Closed kallisons closed 8 years ago

kallisons commented 8 years ago

The title in Zotero standalone application: Effects of open- and closed-system temperature changes on blood O2-binding characteristics of Atlantic bluefin tuna (Thunnus thynnus)

I exported the collection from Zotero using Better Bibtex.

The final result in the bibliography: Brill, R. W. and Bushnell, P. G. (2006). Effects of open- and closed-system temperature changes on blood O2-binding characteristics of Atlantic bluefin tuna (thunnus thynnus). Fish Physiology and Biochemistry, 32(4):283–294.


The "O" in O2 is capitalized. The "A" in Atlantic is capitalized. The "T" in Thunnus is NOT capitalized.


I think that a problem develops when the ... is converted to \emph{}.
I looked at the entry in BibDesk: Effects of open- and closed-system temperature changes on blood {{O}}{\textsubscript{2}}-binding characteristics of {{Atlantic}} bluefin tuna ({\emph{Thunnus thynnus}})
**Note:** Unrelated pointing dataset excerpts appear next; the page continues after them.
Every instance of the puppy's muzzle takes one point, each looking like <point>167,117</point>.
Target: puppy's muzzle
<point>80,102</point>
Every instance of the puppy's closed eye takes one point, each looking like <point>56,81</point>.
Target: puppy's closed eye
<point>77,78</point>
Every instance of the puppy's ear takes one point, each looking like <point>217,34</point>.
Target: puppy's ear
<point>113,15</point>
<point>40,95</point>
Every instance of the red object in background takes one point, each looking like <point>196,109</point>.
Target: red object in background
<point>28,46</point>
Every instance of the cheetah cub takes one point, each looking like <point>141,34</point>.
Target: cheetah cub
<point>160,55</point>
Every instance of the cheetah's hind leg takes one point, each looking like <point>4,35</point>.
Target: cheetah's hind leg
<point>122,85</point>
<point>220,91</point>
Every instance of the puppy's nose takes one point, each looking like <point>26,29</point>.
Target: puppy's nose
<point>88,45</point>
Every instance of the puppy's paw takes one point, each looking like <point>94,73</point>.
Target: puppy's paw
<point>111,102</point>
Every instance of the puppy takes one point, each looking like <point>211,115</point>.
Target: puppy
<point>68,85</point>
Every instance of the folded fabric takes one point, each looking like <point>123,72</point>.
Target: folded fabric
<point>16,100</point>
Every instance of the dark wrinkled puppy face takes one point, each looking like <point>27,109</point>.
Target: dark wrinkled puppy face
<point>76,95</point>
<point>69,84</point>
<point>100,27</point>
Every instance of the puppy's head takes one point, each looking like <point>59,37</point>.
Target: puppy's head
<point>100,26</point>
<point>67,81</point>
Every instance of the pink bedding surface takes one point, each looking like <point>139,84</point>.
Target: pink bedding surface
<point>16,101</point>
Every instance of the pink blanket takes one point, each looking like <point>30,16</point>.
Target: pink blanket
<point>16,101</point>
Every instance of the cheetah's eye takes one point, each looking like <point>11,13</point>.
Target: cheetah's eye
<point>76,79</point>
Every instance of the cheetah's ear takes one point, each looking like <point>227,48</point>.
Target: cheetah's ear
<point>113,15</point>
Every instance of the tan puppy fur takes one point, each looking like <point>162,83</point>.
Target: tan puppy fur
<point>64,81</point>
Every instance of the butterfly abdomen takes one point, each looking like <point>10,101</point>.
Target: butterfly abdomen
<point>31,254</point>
I added a second set of {} brackets in BibDesk: {{\emph{Thunnus thynnus}}} instead of {\emph{Thunnus thynnus}}

and the bibliography printed with the correct capitalization...

Therefore in the Better Bibtex conversion, 2 sets of brackets are needed around the \emph{} to get the correct format in the .bbl file and ultimately the bibliography...

I hope this can be fixed!

Thanks, Allison

njbart commented 8 years ago

There are subtle differences between bibtex and biblatex (see https://github.com/retorquere/zotero-better-bibtex/issues/383, search for “This is just one of the small differences between bibtex the program and the btparse library used by biber”).

Could you provide details on whether you’re using bibtex or biblatex, or, better, an MWE?

And do you see the unexpected behaviour when exporting with Better Biblatex?

kallisons commented 8 years ago

What I am doing: Zotero-->Export Collection with Better BibTeX-->compile with BibTeX in TeXShop using the natbib package (\bibliographystyle{apalike})


I tried exporting with Better BibLaTeX but that created many other types errors when I compiled using in BibTeX (+natbib) in TeXShop because I use natbib. I am going to submit this paper to a journal and I need to use natbib.


In the export collection with Better BibTeX, everything works great except for the capitalization for words in the title that are in between .... I've been manually fixing the problem but the process is a bit repetitive.


I would include a MWE except I am not really sure what to attach because there are a bunch of GUIs and a plugin. If you can give me a few more details about what you want in a MWE, I can try...

retorquere commented 8 years ago

(thanks @nickbart1980 for jumping in; this aspect you know better than me, and I'm away with my family for a few days)

I think he means it'd be helpful if you could get us a compilable example that exhibits the issue - feel free to edit https://www.sharelatex.com/project/54feca38f58d781e0c982eeb .

It'd also be very helpful to have a copy of the reference - you can either right-click the reference and submit an error report, but then @nickbart1980 won't be able to access it. The other way is to export the reference as "BetterBibTeX JSON" and attach the resulting file as a text file here.

njbart commented 8 years ago

I get the same result, i.e., {{Atlantic}} bluefin tuna ({\emph{Thunnus thynnus}}), from both Better Bibtex and Better Biblatex export, and a lowercase “thunnus” in the pdf in both cases. Based on the discussion at https://github.com/retorquere/zotero-better-bibtex/issues/383, I would have expected {{Atlantic}} bluefin tuna ({{\emph{Thunnus thynnus}}}) – at least for Biblatex, but right now it would seem Bibtex (which was never that much in the focus of my attention) needs that, too.

retorquere commented 8 years ago

Can either of you right-click that reference and submit an error report? That will get me the reference as a test case.

retorquere commented 8 years ago

Wow, that was trickier than I thought. I ended up rewriting the markup parser -- BBT is better off for it, but quite an effort.

I currently get what I think is the right output if I generate

{Hello and \emph{{{Thunnus}} thynnus} instead of \emph{{{Thunnus}} thynnus}}

Is that OK? It's easy to generate with the new parser, and the proposed

{Hello and {{\emph{Thunnus thynnus}}} instead of {{\emph{Thunnus thynnus}}}}

would be a) a lot harder, and b) not necessarily correct if I remember our discussions -- shouldn't the thynnus part be available to the biblatex sentence caser?

BTW, for English titles, this would become

{Hello and \emph{{{Thunnus}} Thynnus} instead of \emph{{{Thunnus}} Thynnus}}

as the case preserver wouldn't protect the lowercase word. This is the expected behavior, correct?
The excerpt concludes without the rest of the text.